A fronte dell’ondata di rincari, l’ordinamento non prevede l’istituto della rinegoziazione, dal momento che è impossibile modificare un contratto già sottoscritto stipulandone uno diverso: è possibile risolvere il contratto, oppure sospenderlo a fronte di un soggetto che non è più in grado di eseguirlo.
La Cassazione, nella Relazione 8.07.2020, n. 56, ha spiegato che “la parte danneggiata, cioè la parte vulnerata dalle sopravvenienze, può chiedere la rinegoziazione e può farlo invocando i principi di equità, buona fede e solidarietà”.
Nell’ambito di appalti, il Tar Lombardia (sentenza 239/2020) ha stabilito che non è giuridicamente ipotizzabile né ammissibile l’istanza di revisione dei prezzi offerti in gara ex art. 106, c. 1, lett. c), D. Lgs. 50/2016, formulata dall’impresa aggiudicataria prima della stipula del contratto, in quanto tale tipologia di revisione per sua natura presuppone l’esistenza di un contratto già in corso.
La richiesta formulata dall’aggiudicataria riguardava l’adeguamento del prezzo dell’appalto ad asseriti aumenti dei costi del servizio, riconducibile alla lett. a) del medesimo art. 106, c. 1. In questo senso, l’istanza proposta non poteva essere accettata poiché formulata a causa di un evento imprevisto e imprevedibile verificatosi in un momento in cui non era in essere alcun rapporto contrattuale.

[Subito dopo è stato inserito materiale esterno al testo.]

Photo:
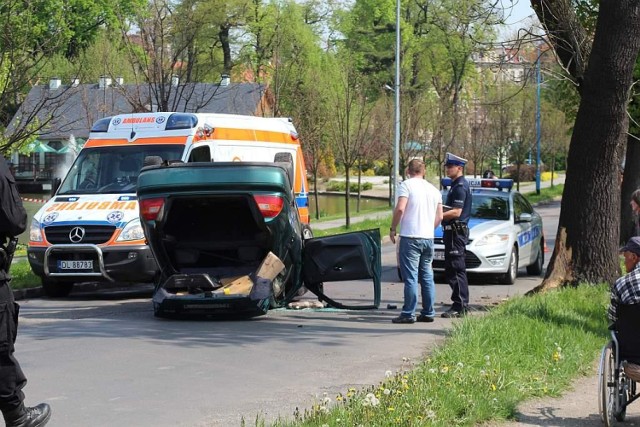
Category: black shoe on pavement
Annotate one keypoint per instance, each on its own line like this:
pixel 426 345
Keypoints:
pixel 403 319
pixel 453 313
pixel 22 416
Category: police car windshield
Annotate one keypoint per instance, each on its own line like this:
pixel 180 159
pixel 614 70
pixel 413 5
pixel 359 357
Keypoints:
pixel 109 170
pixel 488 206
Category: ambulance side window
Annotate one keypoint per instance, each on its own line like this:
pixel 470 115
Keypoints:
pixel 200 154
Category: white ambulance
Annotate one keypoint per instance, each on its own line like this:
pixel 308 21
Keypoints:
pixel 90 229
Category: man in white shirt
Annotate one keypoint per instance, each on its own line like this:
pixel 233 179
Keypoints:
pixel 418 211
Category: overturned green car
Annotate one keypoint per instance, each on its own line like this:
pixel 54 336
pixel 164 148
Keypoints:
pixel 212 227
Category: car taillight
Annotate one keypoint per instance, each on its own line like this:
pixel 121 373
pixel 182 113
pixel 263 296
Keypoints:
pixel 270 206
pixel 150 208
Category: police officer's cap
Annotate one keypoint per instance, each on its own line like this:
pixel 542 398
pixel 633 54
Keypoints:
pixel 452 159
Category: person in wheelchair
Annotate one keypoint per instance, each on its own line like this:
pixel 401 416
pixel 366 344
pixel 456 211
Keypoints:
pixel 620 360
pixel 626 290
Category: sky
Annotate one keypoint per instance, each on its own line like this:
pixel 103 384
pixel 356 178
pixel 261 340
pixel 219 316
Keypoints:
pixel 517 15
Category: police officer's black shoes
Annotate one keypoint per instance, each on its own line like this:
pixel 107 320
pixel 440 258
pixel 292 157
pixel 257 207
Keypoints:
pixel 453 313
pixel 22 416
pixel 403 319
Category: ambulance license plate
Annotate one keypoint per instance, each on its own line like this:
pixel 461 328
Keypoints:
pixel 75 265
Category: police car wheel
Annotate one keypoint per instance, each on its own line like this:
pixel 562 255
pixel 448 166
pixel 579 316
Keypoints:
pixel 535 269
pixel 54 289
pixel 509 278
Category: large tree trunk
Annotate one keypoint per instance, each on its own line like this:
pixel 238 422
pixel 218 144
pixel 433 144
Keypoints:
pixel 587 238
pixel 630 183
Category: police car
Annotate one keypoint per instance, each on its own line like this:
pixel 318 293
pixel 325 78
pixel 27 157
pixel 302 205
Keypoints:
pixel 505 232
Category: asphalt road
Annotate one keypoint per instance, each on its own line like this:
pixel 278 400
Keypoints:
pixel 102 359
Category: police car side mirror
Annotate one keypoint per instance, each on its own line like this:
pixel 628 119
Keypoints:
pixel 524 217
pixel 55 184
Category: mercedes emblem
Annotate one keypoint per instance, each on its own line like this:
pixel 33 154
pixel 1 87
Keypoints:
pixel 76 234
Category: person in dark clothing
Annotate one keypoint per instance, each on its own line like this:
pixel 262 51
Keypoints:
pixel 456 232
pixel 13 221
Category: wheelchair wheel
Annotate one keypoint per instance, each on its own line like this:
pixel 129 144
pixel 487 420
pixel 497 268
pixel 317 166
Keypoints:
pixel 623 395
pixel 607 386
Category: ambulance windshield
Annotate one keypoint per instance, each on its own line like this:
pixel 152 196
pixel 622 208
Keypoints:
pixel 109 170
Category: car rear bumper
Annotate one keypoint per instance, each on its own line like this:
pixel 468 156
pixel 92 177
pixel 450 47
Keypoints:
pixel 166 304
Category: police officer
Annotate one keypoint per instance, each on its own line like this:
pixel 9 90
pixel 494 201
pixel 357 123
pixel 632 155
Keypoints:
pixel 456 232
pixel 13 220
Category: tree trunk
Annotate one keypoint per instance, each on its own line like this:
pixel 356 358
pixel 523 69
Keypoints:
pixel 630 183
pixel 587 239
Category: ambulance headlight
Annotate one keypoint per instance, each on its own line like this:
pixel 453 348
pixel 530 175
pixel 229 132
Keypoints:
pixel 132 231
pixel 35 234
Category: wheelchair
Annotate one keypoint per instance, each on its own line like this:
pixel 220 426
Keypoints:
pixel 619 368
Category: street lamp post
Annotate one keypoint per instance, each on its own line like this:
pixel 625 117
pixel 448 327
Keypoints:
pixel 396 146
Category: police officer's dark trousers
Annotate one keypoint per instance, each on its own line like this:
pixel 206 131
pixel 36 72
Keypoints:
pixel 456 269
pixel 12 380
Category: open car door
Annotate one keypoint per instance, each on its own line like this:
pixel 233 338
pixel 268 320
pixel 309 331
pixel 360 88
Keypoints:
pixel 350 258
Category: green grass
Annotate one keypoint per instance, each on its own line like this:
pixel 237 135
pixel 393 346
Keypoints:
pixel 527 347
pixel 22 277
pixel 546 194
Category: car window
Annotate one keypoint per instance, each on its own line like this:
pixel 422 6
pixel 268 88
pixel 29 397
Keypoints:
pixel 200 154
pixel 488 206
pixel 103 170
pixel 521 205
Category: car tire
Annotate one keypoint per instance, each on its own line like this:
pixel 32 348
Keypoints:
pixel 509 278
pixel 535 269
pixel 55 289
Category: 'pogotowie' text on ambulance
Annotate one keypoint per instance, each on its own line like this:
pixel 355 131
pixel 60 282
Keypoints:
pixel 90 229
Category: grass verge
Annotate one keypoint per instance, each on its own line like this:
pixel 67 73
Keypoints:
pixel 527 347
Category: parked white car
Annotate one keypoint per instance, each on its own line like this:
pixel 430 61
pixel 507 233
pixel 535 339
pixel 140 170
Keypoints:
pixel 505 232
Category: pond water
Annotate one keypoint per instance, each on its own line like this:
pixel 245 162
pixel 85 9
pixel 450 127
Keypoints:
pixel 333 204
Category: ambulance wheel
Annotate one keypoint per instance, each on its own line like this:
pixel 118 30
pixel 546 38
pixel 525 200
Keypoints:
pixel 509 278
pixel 54 289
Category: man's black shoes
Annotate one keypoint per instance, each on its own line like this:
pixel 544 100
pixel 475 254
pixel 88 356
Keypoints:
pixel 22 416
pixel 403 319
pixel 454 314
pixel 406 319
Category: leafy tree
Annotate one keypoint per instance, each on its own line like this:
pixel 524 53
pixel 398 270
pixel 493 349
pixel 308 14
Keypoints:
pixel 587 239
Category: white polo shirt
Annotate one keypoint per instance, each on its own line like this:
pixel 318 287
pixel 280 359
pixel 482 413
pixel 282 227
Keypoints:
pixel 420 212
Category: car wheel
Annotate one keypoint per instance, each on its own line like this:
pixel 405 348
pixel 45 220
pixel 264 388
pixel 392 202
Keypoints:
pixel 535 269
pixel 509 278
pixel 54 289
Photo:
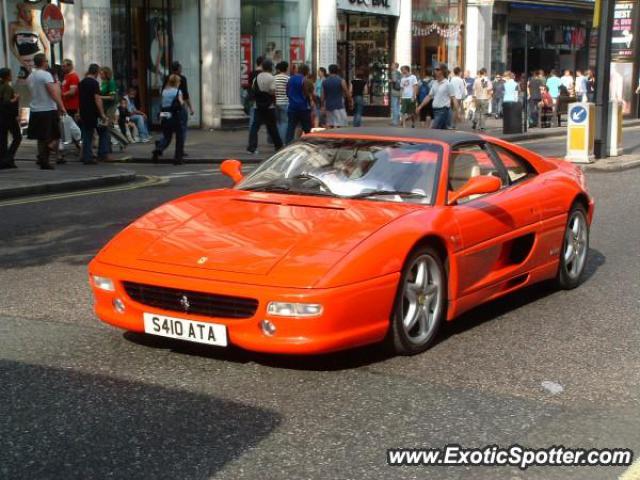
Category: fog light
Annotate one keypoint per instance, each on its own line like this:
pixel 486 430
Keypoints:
pixel 118 305
pixel 104 283
pixel 268 328
pixel 286 309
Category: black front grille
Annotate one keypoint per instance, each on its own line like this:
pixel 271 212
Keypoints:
pixel 186 301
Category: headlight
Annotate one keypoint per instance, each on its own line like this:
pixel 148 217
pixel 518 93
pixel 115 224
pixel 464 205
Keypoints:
pixel 286 309
pixel 104 283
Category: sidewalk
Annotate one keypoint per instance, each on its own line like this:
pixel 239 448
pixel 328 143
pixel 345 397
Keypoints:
pixel 29 179
pixel 204 146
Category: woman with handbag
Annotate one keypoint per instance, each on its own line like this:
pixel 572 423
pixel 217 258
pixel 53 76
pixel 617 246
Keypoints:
pixel 172 104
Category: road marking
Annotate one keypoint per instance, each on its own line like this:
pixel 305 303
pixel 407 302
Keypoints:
pixel 147 182
pixel 633 473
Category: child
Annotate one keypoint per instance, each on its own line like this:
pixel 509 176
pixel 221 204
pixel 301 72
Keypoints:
pixel 127 127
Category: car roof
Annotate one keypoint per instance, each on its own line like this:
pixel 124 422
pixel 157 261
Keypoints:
pixel 450 137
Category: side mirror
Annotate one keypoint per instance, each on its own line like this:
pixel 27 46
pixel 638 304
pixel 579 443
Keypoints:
pixel 233 170
pixel 476 186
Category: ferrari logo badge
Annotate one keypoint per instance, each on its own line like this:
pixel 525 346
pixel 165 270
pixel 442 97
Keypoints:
pixel 184 301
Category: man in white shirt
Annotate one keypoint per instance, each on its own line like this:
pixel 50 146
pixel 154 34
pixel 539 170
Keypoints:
pixel 460 90
pixel 443 97
pixel 567 81
pixel 46 107
pixel 482 93
pixel 409 89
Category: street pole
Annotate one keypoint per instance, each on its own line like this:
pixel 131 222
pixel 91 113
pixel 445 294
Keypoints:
pixel 525 107
pixel 603 76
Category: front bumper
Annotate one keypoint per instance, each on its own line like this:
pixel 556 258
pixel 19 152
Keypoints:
pixel 354 315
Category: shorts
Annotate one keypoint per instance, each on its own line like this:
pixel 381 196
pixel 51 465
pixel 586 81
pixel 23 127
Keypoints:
pixel 337 118
pixel 408 106
pixel 44 126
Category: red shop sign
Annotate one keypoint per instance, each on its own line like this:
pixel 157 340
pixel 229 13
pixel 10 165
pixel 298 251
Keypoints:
pixel 52 23
pixel 246 52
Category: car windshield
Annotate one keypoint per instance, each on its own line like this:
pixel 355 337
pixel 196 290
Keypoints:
pixel 382 170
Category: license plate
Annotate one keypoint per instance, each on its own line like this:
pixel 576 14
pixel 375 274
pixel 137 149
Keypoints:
pixel 181 329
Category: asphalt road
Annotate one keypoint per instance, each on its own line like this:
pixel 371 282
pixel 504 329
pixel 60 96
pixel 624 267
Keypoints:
pixel 83 400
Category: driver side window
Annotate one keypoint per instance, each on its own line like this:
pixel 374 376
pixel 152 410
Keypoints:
pixel 468 161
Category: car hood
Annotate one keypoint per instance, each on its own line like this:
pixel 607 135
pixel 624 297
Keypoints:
pixel 251 236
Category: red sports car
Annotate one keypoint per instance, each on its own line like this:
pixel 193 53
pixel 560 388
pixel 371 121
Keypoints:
pixel 347 238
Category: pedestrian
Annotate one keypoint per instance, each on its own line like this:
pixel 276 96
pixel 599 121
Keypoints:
pixel 187 108
pixel 319 121
pixel 334 92
pixel 264 91
pixel 581 87
pixel 534 94
pixel 568 82
pixel 92 110
pixel 281 79
pixel 426 114
pixel 171 118
pixel 497 98
pixel 511 88
pixel 137 116
pixel 460 89
pixel 443 98
pixel 300 91
pixel 9 120
pixel 396 93
pixel 70 94
pixel 46 106
pixel 409 94
pixel 482 93
pixel 359 88
pixel 591 86
pixel 553 85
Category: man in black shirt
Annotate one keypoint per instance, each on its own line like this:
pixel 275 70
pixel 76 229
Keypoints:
pixel 90 111
pixel 176 69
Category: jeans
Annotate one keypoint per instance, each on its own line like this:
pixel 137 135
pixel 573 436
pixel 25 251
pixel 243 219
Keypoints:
pixel 9 125
pixel 268 118
pixel 358 107
pixel 104 142
pixel 295 118
pixel 282 119
pixel 440 118
pixel 482 108
pixel 141 125
pixel 169 127
pixel 395 111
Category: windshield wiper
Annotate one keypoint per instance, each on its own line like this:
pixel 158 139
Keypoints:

Invece l’impresa avrebbe potuto validamente tutelarsi dal pregiudizio economico lamentato rifiutando (una volta cessata la vincolatività della propria offerta) la sottoscrizione del contratto per eccessiva onerosità sopravvenuta, anziché pretendere una revisione del prezzo espressamente esclusa anche dagli atti di gara.